Parlamentskorrespondenz Nr. 23 vom 28.01.2025
Strategie gegen Antisemitismus: Maßnahmen größtenteils umgesetzt
Wien (PK) – Die meisten Vorhaben der Nationalen Strategie gegen Antisemitismus ("NAS") – 38 von 41 – wurden inzwischen umgesetzt, berichtet Verfassungsministerin Karoline Edtstadler dem Nationalrat (III-102 d.B.).
Das Bewusstsein für Antisemitismus sei durch die NAS gestärkt, Bildungsinitiativen ins Leben gerufen, Sicherheitsmaßnahmen für jüdische Einrichtungen verbessert und der Dialog gefördert worden, so die Ministerin. Zugleich versteht sie den Umsetzungsbericht – in einer Zeit, in der antisemitische Tendenzen wieder erstarken - als Weckruf für den fortwährenden Kampf gegen Antisemitismus.
Die Antisemitismus-Meldestelle der Israelitischen Kultusgemeinde (IKG) verzeichnete 2023 insgesamt 1.147 antisemitische Vorfälle in Österreich, im Jahr 2022 waren es 719 Vorfälle.
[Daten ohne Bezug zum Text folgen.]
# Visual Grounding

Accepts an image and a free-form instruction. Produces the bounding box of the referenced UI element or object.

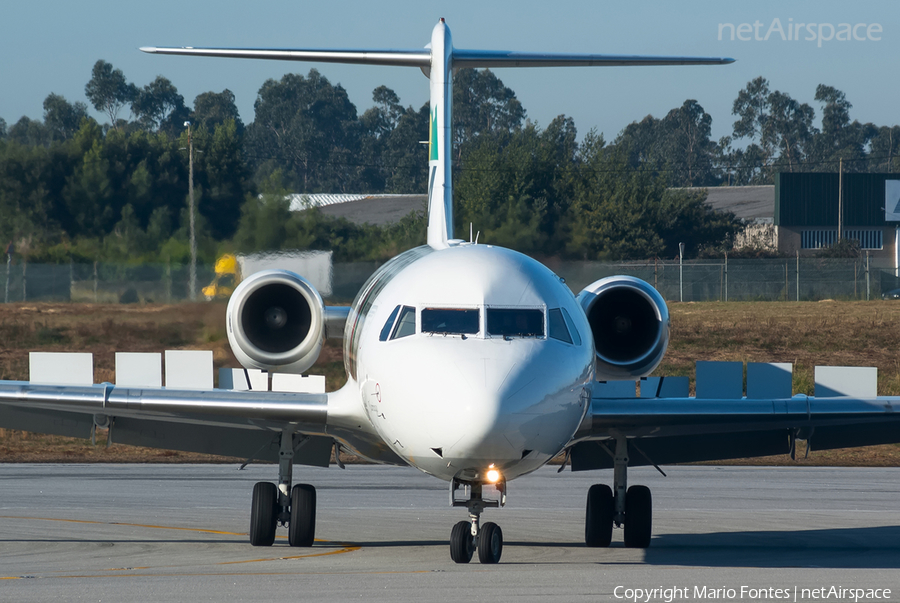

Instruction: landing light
[485,466,501,484]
Das bedeutet einen Anstieg um fast 60 % und übertrifft das bisherige Negativrekordjahr 2019 (965 Vorfälle).
Drei Maßnahmen noch in Umsetzung
Laut der Gesamtevaluierung wurden inzwischen 38 der 41 Maßnahmen umgesetzt. Mit der Einrichtung einer Stabstelle für Österreichisch-Jüdisches Kulturerbe im Bundeskanzleramt und der Vorstellung der NAS im Jahr 2021 waren ursprünglich 38 Maßnahmen in sechs verschiedenen Bereichen vorgesehen, die im Laufe der Umsetzung um drei weitere ergänzt wurden. Sie betreffen Integrationsmaßnahmen für Ukraine-Vertriebene, Bildungsangebote für Pädagog:innen und die Vernetzung der Polizei mit der IKG.
Zu den abgeschlossenen Maßnahmen zählen etwa die Novellierung des Verbotsgesetzes oder das Gesetz gegen Hass im Netz, die Einrichtung eines Zentrums für Antisemitismusforschung in der Österreichischen Akademie der Wissenschaften sowie weiterführende Forschungs- und Dialogprojekte.
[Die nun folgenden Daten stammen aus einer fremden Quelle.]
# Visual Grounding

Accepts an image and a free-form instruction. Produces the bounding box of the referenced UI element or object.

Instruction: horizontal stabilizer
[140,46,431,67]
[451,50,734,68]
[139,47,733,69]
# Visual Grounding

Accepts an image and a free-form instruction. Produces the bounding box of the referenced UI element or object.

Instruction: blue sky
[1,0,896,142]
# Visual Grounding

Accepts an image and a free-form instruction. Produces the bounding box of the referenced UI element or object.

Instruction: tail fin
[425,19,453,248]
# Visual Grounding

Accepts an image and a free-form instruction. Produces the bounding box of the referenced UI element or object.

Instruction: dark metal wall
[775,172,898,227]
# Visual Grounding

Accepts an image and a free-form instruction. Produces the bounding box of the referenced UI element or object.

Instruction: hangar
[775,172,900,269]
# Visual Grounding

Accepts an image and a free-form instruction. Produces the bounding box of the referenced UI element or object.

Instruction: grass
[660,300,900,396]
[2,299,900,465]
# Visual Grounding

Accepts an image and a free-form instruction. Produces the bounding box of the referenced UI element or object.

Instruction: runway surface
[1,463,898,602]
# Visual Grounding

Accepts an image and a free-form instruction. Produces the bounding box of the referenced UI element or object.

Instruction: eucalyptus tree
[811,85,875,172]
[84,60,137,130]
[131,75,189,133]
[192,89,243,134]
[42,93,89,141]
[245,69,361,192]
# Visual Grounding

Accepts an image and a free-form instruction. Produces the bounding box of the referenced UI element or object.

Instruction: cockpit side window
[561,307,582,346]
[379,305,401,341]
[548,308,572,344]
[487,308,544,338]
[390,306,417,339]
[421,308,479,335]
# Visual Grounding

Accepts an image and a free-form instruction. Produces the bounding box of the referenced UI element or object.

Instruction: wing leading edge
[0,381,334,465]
Auch die Parlamentsdirektion setzt vielfältige Initiativen zur Bekämpfung des Antisemitismus. So wird etwa alle zwei Jahre eine Antisemitismus-Studie durchgeführt. Es gibt Sensibilisierungs-Workshops für Jugendliche in der Demokratiewerkstatt, Ausstellungen und regelmäßige Gedenkveranstaltungen sowie die Zusammenarbeit mit der internationalen Holocaust Gedenkstätte Yad Vashem.
Drei Maßnahmen sind laut Umsetzungsbericht langfristig angelegt und befinden sich noch in Umsetzung. Dazu zählt die Etablierung einer Dokumentationsstelle zur Bekämpfung von Antisemitismus unter Einbeziehung der Israelitischen Kultusgemeinde sowie die spezifische Aus- und Fortbildung von Verwaltungs-, Exekutivbediensteten und Lehrpersonal.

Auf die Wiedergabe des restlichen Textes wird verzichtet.